Until next time Europe, stay beautiful, stay social
And…. we’re done. That’s Social Media world Forum Europe done for another year. This show’s been our best yet. It had everything; laughter, tears, loads of content, insight, networking and a party that went so crazy one of our very own conference organisers felt obliged to take her shoes off and pretend they were telephones.
As a measure of the enthusiasm that’s currently rife in the social media space, these two days have showed us an industry that’s still finding its feet in a lot of ways, promising amazing opportunities in so many areas, for the right person with the right idea. Listening to the Social Media HUB start-up panel this afternoon demonstrated the infinite number of ideas for ways to weave social media into our lives and businesses; ideas just floating around in the ether, waiting to be had.
Many of our panellists are living proof that social media is one of those exciting areas where literally anyone can come up with a killer idea and implement it. The space is so fresh and rapidly evolving that it’s difficult to imagine exactly what it’s going to look like or where the next big thing is going to come from even a year from now.
We’d like to hear about all your favourite quotes, insights, moments and images from this year’s SMWF. Leave a comment, tell us about what you discovered this week. Who did you meet? What connections did you make? Whose dancing was the best at Tuesday’s party? We want to know all about it.
We’re not going to try and re-cap everything that’s gone down over the last two days. We’ve had Brian Solis’ keynote over skype, presentations galore and so many expert panels that the mind boggles.
However, here’s a couple of things we’ve picked up through talking and listening to SMWFers this week:
Smartphones currently account for around half of all mobile sales. Mark Watts-Jones, head of product marketing for Everything Everywhere, which serves Orange, made an interesting point in the mobile social media panel this afternoon. People are constantly fiddling with their phones, he said. On the bus, in a bank queue, waiting for a train and even sitting in a conference session. They’re exploring, finding new things, and the extent of that exploration is only limited by the capabilities of their devices.
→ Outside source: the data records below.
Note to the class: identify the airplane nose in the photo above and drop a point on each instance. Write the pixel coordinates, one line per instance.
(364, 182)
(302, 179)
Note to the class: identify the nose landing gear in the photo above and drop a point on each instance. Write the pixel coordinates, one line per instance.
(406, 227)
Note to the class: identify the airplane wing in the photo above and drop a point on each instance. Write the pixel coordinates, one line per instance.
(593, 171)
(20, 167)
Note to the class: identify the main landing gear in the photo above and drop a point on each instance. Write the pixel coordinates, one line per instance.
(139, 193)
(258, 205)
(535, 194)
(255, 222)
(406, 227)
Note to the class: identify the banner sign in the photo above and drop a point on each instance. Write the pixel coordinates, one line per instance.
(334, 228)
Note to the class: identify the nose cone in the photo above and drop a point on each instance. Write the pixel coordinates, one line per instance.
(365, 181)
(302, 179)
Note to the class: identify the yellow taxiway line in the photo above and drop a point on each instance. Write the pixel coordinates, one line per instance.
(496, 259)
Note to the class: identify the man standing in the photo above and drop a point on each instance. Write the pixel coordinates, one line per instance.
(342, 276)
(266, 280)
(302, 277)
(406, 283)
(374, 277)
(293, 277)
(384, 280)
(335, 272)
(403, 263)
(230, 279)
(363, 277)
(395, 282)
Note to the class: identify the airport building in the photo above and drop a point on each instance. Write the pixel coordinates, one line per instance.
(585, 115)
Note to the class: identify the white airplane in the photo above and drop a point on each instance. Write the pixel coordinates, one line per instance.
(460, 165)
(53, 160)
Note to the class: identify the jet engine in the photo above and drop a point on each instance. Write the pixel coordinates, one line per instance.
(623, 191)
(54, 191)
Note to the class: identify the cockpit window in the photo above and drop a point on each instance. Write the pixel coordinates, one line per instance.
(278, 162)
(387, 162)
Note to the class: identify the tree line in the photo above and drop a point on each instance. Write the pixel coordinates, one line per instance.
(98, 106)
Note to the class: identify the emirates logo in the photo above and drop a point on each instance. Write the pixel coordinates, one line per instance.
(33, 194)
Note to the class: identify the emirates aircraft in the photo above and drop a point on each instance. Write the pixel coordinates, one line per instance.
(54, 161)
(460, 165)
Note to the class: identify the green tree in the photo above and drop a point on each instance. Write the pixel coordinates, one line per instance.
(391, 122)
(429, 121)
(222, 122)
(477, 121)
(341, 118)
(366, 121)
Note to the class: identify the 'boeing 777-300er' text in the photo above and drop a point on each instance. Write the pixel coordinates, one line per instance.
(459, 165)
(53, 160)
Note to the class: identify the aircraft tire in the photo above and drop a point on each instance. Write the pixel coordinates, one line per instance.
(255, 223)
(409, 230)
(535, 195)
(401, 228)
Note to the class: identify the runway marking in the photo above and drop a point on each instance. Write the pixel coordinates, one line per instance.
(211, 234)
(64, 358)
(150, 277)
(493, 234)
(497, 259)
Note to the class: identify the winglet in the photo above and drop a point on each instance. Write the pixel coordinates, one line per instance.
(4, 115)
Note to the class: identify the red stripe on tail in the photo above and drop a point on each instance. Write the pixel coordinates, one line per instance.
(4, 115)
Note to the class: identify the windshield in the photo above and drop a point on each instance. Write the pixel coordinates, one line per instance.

Bottom line, mobile is the way forward; location and mobile payment is going to be huge.
People don’t want to connect with brands. They really don’t. It’s obvious really, but for many people it took Brian Solis’ skype address to hammer home the point that for consumers to connect with them, brands have to offer them something really outstanding, something of tangible value.
Businesses are really listening to, and deeply analysing the conversations being had about them. Kerry Bridge, global digital media communications manager at Dell said today that her company had centralised its listening operations. Dell is mentioned online around 25,000 times every day, and there’s a central team of people whose sole purpose is to keep tabs on all of these conversations, producing any number of reports that effectively constitute the a measure of the temperature of the Dell brand at any one time, passing on crucial information or developments to the relevant departments of the business. Small companies should be doing this too though, she said. Start with Google alerts then explore some of the very effective listening tools available.
If online reputation isn’t important to you now, it’s going to be in the near future. We spoke to Thomas Power yesterday, chairman of Ecademy, who said that there are some jobs that he won’t even bother interviewing people for if their Klout score is less than 50. Scary sounding, perhaps, but there are companies in America that apply this rule as a standard.
Like it or not, it looks like reputation measurement is here to stay. It might not be perfect yet, and yes, there are ways to ‘game’ the system, but as the technology evolves, you can expect reputation measurement to become ubiquitous. Azheem Azhar, CEO of Peer Index, made an interesting point about how his ideal would be to provide a service where you’d be able to measure the benefit you’re going to get by meeting someone, before you meet them, by looking into their online reputation score. Obviously we’re not there yet, but that gives you an idea of where we might be heading.
So, until next year SMWFers, stay beautiful. Stay social.